Sentencing Klep on 16 December 2005, Judge Francis Hogan said Klep had violated the innocence of his students. The judge told Klep: "You betrayed their trust in a most appalling way. Not only were you in a position of trust but you were also in a position of power."

The judge also said: "Offences of this kind are difficult to detect because they are committed against children who are scared and do not complain."

Judge Hogan sentenced Klep to a total of 36 months jail, with one year behind bars and the remainder possibly on parole. However, this sentence was later increased considerably by the Victorian Court of Appeal [see below in this article].

Judge Hogan ordered that Klep's name be placed permanently on the Register of Serious Sexual Offenders and that a sample of his saliva be taken for DNA testing. (Detectives took Klep's fingerprints in 1994.)

Klep's conviction was widely reported in radio and television bulletins and in newspapers.



Sentence increased

On 19 April 2006, the Director of Public Prosecutions for the State of Victoria appealed aginst Judge Hogan's sentence as being too lenient. Three Supreme Court judges heard submissions from the prosecution and the defence.

The defence counsel submitted that the sentence should be reduced because Klep had received an additional punishment - "losing his job". However, the defence counsel admitted that Klep had not been expelled from the Salesian order.

That is, according to the defence, Klep was still a priest. And this was four months after his December 2005 conviction -- and eleven years after his 1994 conviction.

The appeal judges increased Klep's sentence to a total of 5 years 10 months jail, with parole possible after 3 years 6 months.



How the church hurt the victims

Klep's victims submitted written impact statements to Judge Hogan before the sentencing in December 2005. Each victim described how Klep and the Salesians had adversely affected the victim's subsequent life. The impact was caused not only by Klep's actions but also by the church's culture of cover-up. The effects included: losing trust in other people; disrupting the boys' relationship with their families; becoming socially withdrawn; sexual identity problems; substance abuse; and destroying their relationship with their fellows in the Catholic community.

In her sentencing remarks, Judge Hogan emphasised that Klep had left his victims with profound and lasting psychological scars.

For many victims of Father Frank Klep and other Salesians, the anchor of their lives has been cut, leaving them spiritually and emotionally adrift. They consider it a high price to pay for the bad faith of Salesian priests and administrators.
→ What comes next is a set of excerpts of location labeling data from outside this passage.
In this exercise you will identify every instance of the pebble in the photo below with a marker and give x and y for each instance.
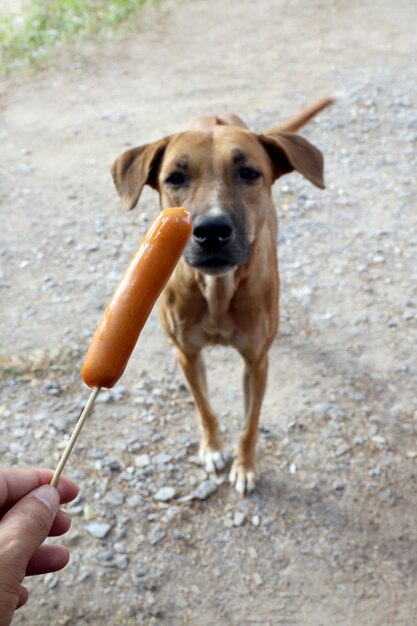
(206, 489)
(114, 497)
(239, 518)
(134, 501)
(142, 460)
(100, 530)
(164, 494)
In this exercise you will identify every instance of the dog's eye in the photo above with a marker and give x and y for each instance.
(176, 179)
(248, 174)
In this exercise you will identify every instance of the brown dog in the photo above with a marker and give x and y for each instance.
(225, 289)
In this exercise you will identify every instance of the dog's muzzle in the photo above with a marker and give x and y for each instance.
(217, 244)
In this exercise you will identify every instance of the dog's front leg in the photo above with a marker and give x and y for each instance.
(242, 474)
(211, 454)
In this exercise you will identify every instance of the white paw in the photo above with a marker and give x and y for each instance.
(214, 461)
(243, 479)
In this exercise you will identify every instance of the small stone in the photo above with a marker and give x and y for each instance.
(100, 530)
(53, 388)
(114, 497)
(205, 490)
(134, 501)
(143, 460)
(156, 535)
(165, 494)
(239, 518)
(162, 459)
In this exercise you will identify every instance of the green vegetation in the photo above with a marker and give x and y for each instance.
(29, 37)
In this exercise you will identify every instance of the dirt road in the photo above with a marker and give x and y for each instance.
(329, 538)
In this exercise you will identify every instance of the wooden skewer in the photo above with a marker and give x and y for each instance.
(71, 443)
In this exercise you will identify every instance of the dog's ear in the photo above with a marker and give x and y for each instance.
(290, 152)
(135, 168)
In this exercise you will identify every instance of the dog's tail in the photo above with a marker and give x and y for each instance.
(305, 115)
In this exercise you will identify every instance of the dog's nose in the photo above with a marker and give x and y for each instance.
(212, 231)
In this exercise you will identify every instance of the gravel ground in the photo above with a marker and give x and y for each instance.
(329, 537)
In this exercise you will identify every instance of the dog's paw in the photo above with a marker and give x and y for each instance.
(214, 461)
(242, 478)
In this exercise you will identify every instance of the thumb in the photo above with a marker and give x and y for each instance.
(24, 528)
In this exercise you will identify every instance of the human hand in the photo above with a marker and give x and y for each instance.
(28, 514)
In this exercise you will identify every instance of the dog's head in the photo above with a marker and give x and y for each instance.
(223, 174)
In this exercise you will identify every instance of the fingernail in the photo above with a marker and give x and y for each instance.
(49, 496)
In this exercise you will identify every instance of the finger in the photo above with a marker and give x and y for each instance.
(24, 596)
(61, 524)
(17, 482)
(26, 526)
(46, 559)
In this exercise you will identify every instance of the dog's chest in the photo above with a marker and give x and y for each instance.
(217, 324)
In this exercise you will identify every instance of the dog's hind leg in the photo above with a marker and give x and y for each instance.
(211, 454)
(242, 474)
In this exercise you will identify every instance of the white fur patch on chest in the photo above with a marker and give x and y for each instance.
(218, 292)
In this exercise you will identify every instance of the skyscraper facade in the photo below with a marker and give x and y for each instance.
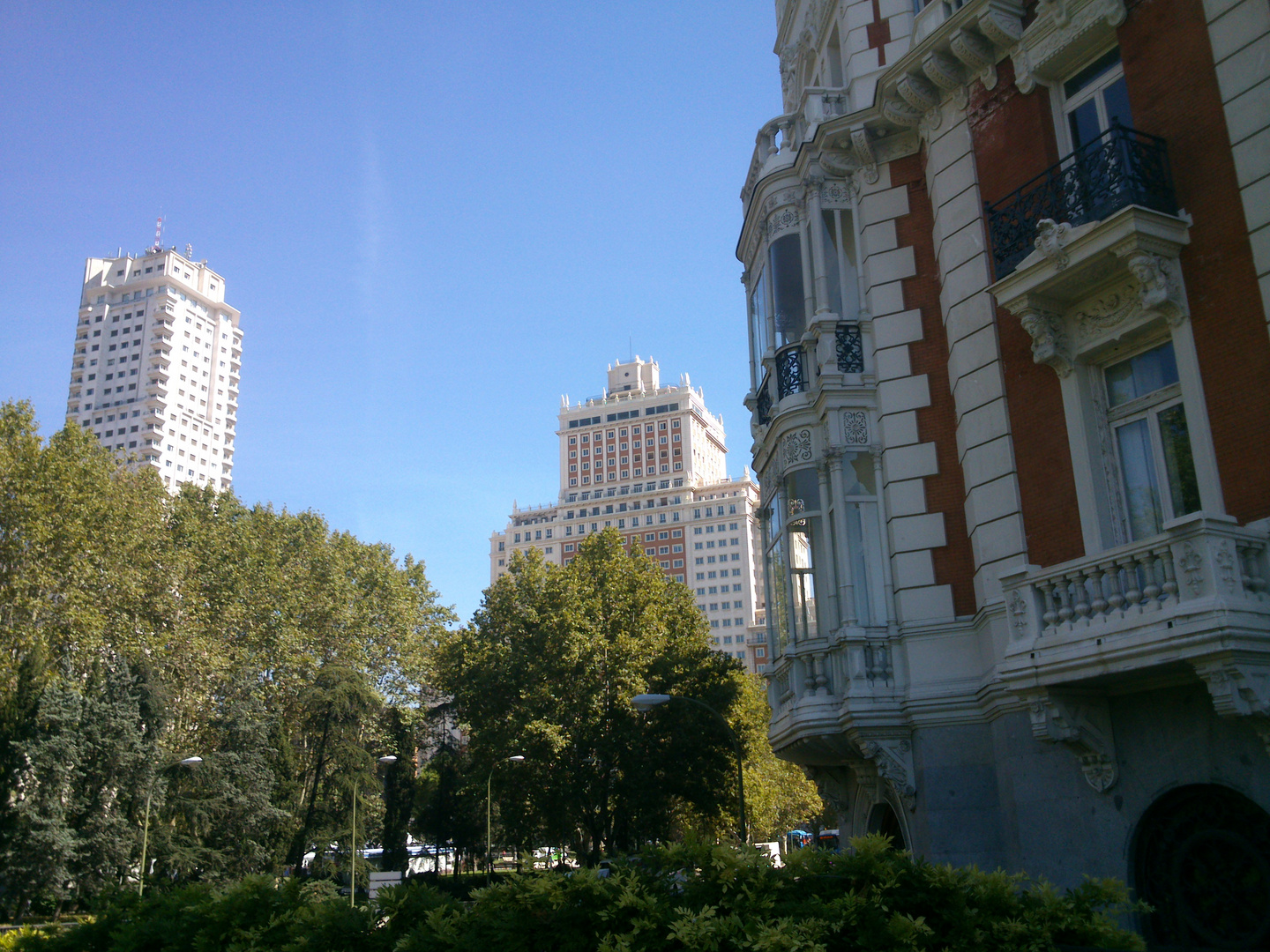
(1009, 268)
(156, 366)
(649, 461)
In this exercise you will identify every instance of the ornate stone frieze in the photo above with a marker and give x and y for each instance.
(1108, 311)
(779, 222)
(944, 71)
(1160, 286)
(855, 428)
(893, 758)
(1050, 238)
(1238, 688)
(796, 447)
(865, 155)
(978, 55)
(1084, 725)
(1062, 33)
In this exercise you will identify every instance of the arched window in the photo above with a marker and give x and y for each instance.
(1201, 859)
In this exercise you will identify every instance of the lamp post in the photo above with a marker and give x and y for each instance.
(489, 836)
(352, 865)
(145, 829)
(646, 703)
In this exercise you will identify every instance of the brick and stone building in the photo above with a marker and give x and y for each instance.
(1007, 268)
(155, 371)
(651, 462)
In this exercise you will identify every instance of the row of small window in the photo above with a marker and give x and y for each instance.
(721, 606)
(626, 475)
(721, 574)
(621, 507)
(710, 512)
(628, 490)
(626, 415)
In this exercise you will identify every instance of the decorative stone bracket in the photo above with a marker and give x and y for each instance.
(893, 759)
(1084, 725)
(1240, 688)
(1132, 258)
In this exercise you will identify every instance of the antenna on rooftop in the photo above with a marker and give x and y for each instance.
(156, 247)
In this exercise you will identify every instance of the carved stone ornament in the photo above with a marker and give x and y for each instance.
(1238, 688)
(1108, 311)
(1084, 725)
(1059, 25)
(855, 428)
(865, 155)
(977, 54)
(837, 163)
(1050, 238)
(796, 447)
(1160, 286)
(1050, 340)
(785, 219)
(893, 756)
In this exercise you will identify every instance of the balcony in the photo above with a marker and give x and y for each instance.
(1191, 597)
(790, 377)
(1122, 167)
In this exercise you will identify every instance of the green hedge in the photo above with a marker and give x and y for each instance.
(680, 897)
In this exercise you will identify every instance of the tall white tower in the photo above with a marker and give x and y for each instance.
(651, 461)
(155, 372)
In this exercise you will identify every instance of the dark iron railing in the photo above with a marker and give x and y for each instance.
(788, 372)
(1117, 169)
(851, 352)
(764, 403)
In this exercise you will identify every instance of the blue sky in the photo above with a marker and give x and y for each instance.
(436, 219)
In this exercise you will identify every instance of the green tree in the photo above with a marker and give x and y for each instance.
(548, 669)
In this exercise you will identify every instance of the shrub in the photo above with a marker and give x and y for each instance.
(677, 897)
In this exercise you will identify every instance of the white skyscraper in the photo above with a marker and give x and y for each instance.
(155, 374)
(649, 461)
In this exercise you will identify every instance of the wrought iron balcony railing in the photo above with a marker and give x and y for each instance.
(850, 346)
(764, 401)
(788, 372)
(1117, 169)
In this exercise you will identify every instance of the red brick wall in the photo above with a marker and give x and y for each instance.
(1013, 141)
(945, 492)
(1172, 92)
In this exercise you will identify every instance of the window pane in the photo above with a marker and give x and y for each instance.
(830, 235)
(1179, 464)
(788, 290)
(803, 580)
(758, 329)
(1084, 121)
(1140, 492)
(1143, 374)
(1117, 100)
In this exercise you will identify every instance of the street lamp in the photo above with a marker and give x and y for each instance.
(489, 836)
(646, 703)
(352, 867)
(145, 833)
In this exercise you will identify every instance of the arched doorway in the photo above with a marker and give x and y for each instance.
(1201, 859)
(883, 819)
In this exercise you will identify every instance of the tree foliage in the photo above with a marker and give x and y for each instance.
(548, 669)
(138, 628)
(873, 899)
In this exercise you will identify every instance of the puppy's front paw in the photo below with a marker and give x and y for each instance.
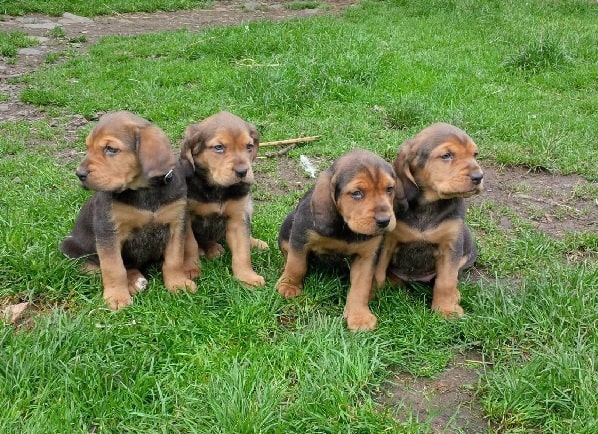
(117, 299)
(173, 284)
(258, 244)
(136, 281)
(192, 271)
(251, 278)
(361, 321)
(287, 288)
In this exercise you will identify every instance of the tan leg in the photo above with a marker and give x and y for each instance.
(237, 237)
(389, 244)
(114, 277)
(212, 250)
(191, 253)
(445, 297)
(357, 312)
(290, 282)
(173, 270)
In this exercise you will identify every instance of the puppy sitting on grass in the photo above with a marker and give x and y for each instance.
(345, 214)
(219, 152)
(431, 242)
(136, 217)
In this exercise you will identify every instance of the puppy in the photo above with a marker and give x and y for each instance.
(136, 216)
(220, 150)
(345, 214)
(437, 169)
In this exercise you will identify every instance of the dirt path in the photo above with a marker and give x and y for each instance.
(552, 203)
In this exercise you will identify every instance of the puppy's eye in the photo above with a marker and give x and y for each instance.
(357, 195)
(109, 150)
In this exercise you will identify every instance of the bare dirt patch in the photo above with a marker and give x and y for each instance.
(554, 204)
(447, 402)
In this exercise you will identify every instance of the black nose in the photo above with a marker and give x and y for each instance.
(476, 178)
(241, 172)
(382, 221)
(82, 175)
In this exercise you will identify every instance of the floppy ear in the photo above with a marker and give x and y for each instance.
(402, 167)
(154, 151)
(323, 204)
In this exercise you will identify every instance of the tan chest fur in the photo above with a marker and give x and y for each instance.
(323, 245)
(444, 234)
(128, 218)
(228, 208)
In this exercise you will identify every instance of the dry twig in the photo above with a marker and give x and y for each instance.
(290, 141)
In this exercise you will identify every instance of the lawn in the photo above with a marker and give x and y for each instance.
(519, 77)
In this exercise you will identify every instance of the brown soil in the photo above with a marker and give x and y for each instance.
(554, 204)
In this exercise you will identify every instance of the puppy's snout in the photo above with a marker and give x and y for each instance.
(476, 178)
(382, 221)
(82, 174)
(241, 172)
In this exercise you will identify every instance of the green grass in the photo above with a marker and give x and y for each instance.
(520, 78)
(92, 8)
(10, 42)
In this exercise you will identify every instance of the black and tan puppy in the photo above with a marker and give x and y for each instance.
(345, 214)
(136, 216)
(431, 241)
(221, 149)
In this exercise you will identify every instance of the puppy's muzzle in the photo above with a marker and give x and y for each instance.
(82, 174)
(241, 172)
(382, 221)
(476, 178)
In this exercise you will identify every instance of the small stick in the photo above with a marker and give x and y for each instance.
(290, 141)
(282, 152)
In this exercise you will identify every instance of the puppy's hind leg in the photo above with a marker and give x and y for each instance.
(446, 296)
(357, 311)
(190, 253)
(290, 282)
(237, 237)
(114, 277)
(176, 276)
(258, 244)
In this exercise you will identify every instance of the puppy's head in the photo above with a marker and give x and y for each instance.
(439, 163)
(222, 146)
(360, 187)
(124, 152)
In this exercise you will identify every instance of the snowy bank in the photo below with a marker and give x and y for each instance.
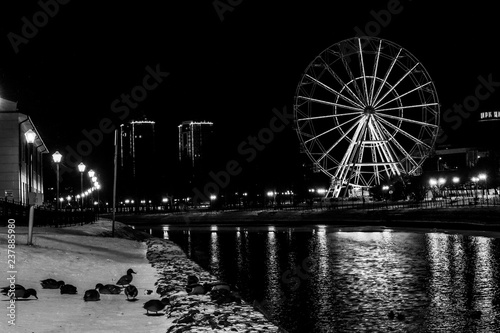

One victim, Kerry (from the 1994 case), told reporters on 16 December 2005 that his mother, a church person all her life, has lost all trust in the Catholic Church, as have the rest of Kerry's family.



Further victims

Some of the victims in the December 2005 conviction said they know of other Klep victims who, for family reasons or other reasons, have not contacted the police. (Such a victim might remain silent because, perhaps, he has still not told his devout Catholic parents about being sexually abused by a Catholic priest.)

Victims said that they know of several "Rupertswood" former students who have committed suicide since leaving the school and who are believed to have been victims of sexual abuse.

The publicity surrounding the Klep case has helped to educate Australian parents about the importance of protecting their children from predators who abuse a position of trust.

Klep's victims are entitled to receive compensation from the Salesian Fathers to help make up for the victims' financial and personal losses (medical expenses,loss of earnings and so on). The Salesian Fathers have made modest payments to some of the Klep victims but others have not bothered to receive such payments. Such a payment does not completely make up for the damage that has been done to a victim's life.